Deputy finance minister Jaroslaw Neneman told the state-owned Polish Press Agency that the higher rate would be temporary. “To finance growing defence spending, the Ministry of Finance plans to increase the income tax rate on banks,” he said, adding that it would be cut to 26 per cent in 2027 and to 23 per cent in later years (https://biznes.pap.pl).
Neneman said the ministry also intends to soften the separate levy on bank assets, trimming the banking tax by 10 per cent in 2027 and 20 per cent in 2028. “After that, we could consider working on modifying the banking tax,” he noted in the same interview.

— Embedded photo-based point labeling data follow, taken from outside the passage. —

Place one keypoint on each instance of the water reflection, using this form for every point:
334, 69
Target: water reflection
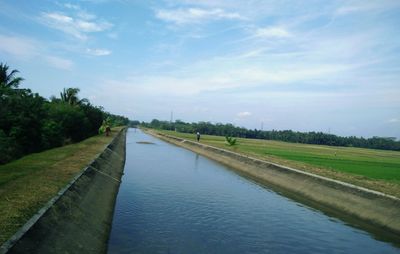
174, 201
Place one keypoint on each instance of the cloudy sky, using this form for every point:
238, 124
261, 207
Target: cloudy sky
331, 66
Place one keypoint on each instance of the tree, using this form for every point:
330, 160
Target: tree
70, 96
8, 80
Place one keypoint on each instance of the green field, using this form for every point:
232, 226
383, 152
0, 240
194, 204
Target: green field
28, 183
375, 169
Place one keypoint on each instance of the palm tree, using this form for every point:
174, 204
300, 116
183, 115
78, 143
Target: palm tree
8, 80
70, 96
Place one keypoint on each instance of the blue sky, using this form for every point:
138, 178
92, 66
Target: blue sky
302, 65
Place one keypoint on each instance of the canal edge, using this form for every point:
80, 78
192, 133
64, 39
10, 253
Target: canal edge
24, 240
371, 208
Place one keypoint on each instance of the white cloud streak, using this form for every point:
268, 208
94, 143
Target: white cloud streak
25, 49
195, 15
98, 52
272, 32
243, 114
77, 27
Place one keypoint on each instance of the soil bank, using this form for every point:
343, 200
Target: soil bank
370, 209
78, 219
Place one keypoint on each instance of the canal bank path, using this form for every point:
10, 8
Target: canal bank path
172, 200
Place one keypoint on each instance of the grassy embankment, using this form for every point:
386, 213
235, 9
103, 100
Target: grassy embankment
374, 169
28, 183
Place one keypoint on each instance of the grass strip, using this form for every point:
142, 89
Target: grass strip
28, 183
374, 169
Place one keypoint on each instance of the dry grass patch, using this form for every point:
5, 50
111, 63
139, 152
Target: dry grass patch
28, 183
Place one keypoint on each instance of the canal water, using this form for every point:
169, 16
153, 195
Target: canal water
172, 200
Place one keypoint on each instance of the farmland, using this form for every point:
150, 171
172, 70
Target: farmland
375, 169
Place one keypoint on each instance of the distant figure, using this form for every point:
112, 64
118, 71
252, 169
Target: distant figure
108, 130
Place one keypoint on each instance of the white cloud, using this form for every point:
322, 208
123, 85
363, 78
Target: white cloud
20, 47
59, 62
78, 26
367, 6
272, 32
195, 15
243, 114
24, 48
394, 120
98, 52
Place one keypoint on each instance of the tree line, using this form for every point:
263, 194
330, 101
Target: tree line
318, 138
31, 123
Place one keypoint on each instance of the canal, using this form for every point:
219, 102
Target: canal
172, 200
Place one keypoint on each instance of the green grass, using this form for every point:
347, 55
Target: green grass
28, 183
376, 169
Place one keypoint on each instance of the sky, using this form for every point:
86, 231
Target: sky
330, 66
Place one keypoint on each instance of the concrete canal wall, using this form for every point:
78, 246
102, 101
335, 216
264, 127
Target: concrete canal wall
368, 207
78, 219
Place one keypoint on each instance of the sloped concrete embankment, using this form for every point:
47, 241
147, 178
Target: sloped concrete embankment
368, 208
78, 219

A written statement from the finance ministry estimated the income-tax change would generate about 6.5 billion zlotys (US$1.8 billion) of additional revenue in 2026 and more than 20 billion zlotys over the next decade, calling it “a significant contribution from the banking sector to financing state budget expenditures”.

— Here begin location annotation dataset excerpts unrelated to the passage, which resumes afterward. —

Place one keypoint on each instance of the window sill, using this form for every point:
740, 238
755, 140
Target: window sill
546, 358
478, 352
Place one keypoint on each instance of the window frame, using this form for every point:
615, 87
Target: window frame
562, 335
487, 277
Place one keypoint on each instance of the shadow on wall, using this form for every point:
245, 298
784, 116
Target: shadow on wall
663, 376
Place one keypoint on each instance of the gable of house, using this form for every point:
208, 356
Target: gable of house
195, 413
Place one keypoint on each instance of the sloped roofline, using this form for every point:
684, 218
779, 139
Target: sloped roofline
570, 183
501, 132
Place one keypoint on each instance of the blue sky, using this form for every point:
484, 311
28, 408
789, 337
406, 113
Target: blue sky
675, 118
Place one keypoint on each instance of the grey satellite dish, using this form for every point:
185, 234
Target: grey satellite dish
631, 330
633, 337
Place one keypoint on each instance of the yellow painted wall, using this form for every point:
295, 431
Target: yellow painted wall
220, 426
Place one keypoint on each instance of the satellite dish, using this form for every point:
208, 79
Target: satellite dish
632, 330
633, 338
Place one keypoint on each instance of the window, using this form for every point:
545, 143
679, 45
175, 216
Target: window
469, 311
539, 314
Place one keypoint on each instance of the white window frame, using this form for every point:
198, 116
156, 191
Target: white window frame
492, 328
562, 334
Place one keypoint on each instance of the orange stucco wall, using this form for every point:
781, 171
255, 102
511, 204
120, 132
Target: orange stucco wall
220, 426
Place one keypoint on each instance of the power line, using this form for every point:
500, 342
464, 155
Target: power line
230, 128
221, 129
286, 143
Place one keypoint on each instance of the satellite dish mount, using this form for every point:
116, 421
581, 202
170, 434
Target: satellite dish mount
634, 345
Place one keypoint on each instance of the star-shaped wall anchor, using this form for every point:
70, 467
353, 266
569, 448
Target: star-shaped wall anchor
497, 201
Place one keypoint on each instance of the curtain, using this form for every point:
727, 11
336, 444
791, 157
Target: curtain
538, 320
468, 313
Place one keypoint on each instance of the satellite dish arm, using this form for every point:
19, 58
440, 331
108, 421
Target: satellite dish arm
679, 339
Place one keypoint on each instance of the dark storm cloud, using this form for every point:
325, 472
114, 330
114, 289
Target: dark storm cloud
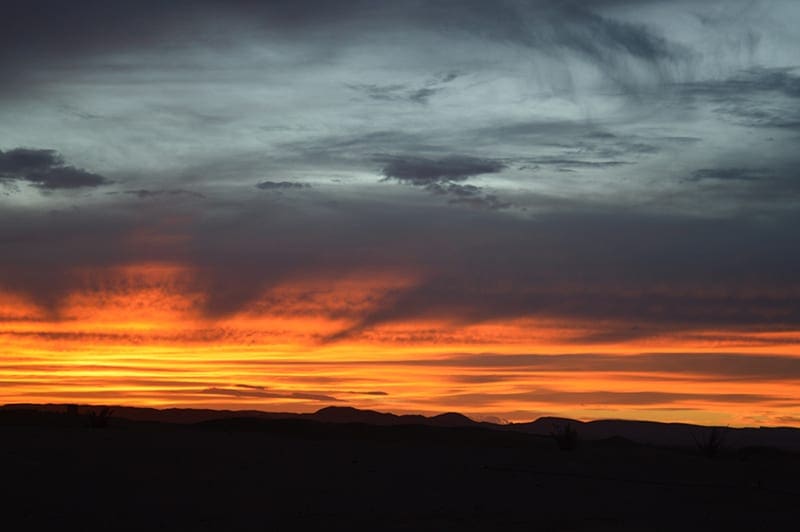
45, 169
728, 174
658, 273
441, 177
47, 32
144, 193
282, 185
396, 93
756, 97
420, 171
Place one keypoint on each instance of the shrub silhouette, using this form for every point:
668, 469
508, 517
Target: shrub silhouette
566, 437
712, 443
99, 419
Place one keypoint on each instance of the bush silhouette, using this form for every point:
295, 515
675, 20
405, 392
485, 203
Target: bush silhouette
712, 443
99, 419
566, 437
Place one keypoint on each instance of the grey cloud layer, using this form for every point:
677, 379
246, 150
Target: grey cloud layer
45, 169
623, 160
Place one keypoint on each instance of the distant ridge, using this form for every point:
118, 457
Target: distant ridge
641, 432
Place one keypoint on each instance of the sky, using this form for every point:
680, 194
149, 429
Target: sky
508, 209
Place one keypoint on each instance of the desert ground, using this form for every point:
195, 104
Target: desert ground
244, 474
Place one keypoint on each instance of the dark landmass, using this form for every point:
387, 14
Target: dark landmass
346, 469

Warsaw has sharply increased defence outlays since Russia’s invasion of neighbouring Ukraine in 2022 and intends to allocate five per cent of gross domestic product to its armed forces in 2026. Rising borrowing costs and slower economic growth have nonetheless tightened fiscal space, prompting policy makers to look for new sources of cash.
Banks are already subject to a 0.0366 per cent monthly tax on assets as well as the 19 per cent corporate rate. Lenders have long argued that the asset levy squeezes profitability and curtails credit expansion, but the ministry said the income-tax rise would be paired with relief on the banking tax to “balance the burden.”
The ruling coalition holds a comfortable majority and has typically secured passage of fiscal legislation, though debate is expected when the bill reaches the Sejm later this year.
Poland’s banking regulator has warned that sustained pressure on profits could slow lending, but the government argues the sector remains well capitalised after several robust quarters.